WASHINGTON – Cristhian Vaquero quickly approached the outfield fence as he continued running after catching a ball in the gap. He had pulled off head-turning defensive plays before, like diving, behind-the-back catches, but surely he would slow down as he neared the obstacle in his path, right? Instead, the athletic teenager hurdled over it.

“I’ve never seen that,” Nationals vice president, assistant general manager of international operations Johnny DiPuglia said. “He just jumped over the fence and came back like it was nothing. … He does some UFO-type stuff out there.”

Like he did on that defensive play, the 17-year-old center fielder from Cuba soared to the peak of the international prospect rankings. Vaquero landed at the No. 2 spot on’s top 50 list and was lauded as one of the most dynamic international prospects. On Saturday, he signed a deal with the Nationals worth $4,925,000, according to industry sources, when the 2021-22 international signing period began. 

“We liked the skillset because he’s a very athletic kid,” said DiPuglia. “He’s got really good speed, really good body control, a plus arm [and] he’s a switch-hitter now.”

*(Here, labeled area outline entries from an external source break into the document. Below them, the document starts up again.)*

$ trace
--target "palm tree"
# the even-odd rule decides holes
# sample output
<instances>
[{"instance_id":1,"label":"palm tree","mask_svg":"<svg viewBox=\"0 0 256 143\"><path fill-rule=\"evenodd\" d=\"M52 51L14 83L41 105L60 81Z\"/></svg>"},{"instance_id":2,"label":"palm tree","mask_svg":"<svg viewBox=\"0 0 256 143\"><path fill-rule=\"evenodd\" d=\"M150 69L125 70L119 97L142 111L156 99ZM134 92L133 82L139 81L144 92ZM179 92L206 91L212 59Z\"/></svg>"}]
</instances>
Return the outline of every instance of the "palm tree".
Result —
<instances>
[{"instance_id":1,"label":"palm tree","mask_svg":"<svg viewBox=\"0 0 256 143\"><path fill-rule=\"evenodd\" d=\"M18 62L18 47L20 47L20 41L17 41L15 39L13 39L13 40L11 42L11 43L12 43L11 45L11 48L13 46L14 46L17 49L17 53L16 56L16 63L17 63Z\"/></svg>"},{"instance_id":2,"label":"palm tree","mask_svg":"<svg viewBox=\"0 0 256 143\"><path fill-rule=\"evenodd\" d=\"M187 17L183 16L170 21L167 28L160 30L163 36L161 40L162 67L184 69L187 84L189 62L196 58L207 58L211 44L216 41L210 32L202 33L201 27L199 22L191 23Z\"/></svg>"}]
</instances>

Vaquero, listed at 6-foot-3 and nearing 190 pounds, is revered as a potential five-tool player. He transitioned to hitting from the left side to both sides of the plate because he is naturally right-side dominant with his throwing arm. In center field, he possesses the speed to cover expansive ground – the slowest DiPuglia has seen Vaquero run a 60-yard dash is 6.5 seconds. Looking at his total skillset, Vaquero’s overall scouting grade checks in at 55 (hit 55, power 60, run 65, arm 55, field 55).

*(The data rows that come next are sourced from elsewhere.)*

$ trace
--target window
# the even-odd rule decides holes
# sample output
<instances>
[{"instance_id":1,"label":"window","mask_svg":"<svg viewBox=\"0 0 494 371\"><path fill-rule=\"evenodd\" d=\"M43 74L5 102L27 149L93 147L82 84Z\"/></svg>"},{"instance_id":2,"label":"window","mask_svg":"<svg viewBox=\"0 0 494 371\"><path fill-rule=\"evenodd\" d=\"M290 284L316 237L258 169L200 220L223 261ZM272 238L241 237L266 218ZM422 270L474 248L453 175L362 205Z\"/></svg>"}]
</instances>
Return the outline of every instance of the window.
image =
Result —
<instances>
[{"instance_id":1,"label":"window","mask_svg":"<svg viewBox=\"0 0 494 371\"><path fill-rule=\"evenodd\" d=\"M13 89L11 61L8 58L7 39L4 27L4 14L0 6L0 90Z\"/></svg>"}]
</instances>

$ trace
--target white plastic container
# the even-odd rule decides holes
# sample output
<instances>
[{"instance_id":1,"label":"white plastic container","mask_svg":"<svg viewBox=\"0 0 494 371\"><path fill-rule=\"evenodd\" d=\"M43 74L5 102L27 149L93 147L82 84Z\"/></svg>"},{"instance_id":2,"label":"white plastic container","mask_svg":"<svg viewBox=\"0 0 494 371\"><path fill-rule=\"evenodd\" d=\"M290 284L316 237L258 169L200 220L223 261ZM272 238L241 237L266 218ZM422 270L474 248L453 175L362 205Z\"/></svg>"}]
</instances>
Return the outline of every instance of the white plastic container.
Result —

“He’s made plays in center field like I saw [José] Iglesias make plays at shortstop when I first started scouting him with Boston,” DiPuglia said, adding, “He’s definitely a different kind of bird out there in center field with some of the stuff he does.”

The son of former Olympic judo and swimming athletes, Vaquero has more than just athletic abilities in his family – he possesses work ethic, too. DiPuglia recounted checking in with Vaquero every now and then around 7:30 in the morning while he trained at an academy in a rural farm setting. By that time, the teenager was getting a head start on his day.

“He was already working on his trade,” DiPuglia said.

For all of the talent Vaquero has exhibited at his young age, there is a long road of work ahead of him to get to the big leagues. He will be tasked with honing his baseball IQ, slowing the game down and recovering from a full season.

“You could be the number one prospect in the world, but it doesn't mean that you're going to be able to simulate game-type experience,” DiPuglia said. “And that’s what he needs, he just needs to play.”

Vaquero is the latest young talent the Nationals have acquired through international free agency. They inked right-hander Andry Lara and shortstop Armando Cruz – their Nos. 4 and 5 prospects per MLB Pipeline, respectively – in the past two signing periods. DiPuglia credited the veteran leadership as well as the growing, young talent within the Nationals' scouting department for their work in evaluating and signing these emerging prospects.

“It's a free-agent market, and if you keep continuing to be able to get top 10 players coming out of the Latin American market, year by year, you're going to have a pretty good, fertile farm system,” he said.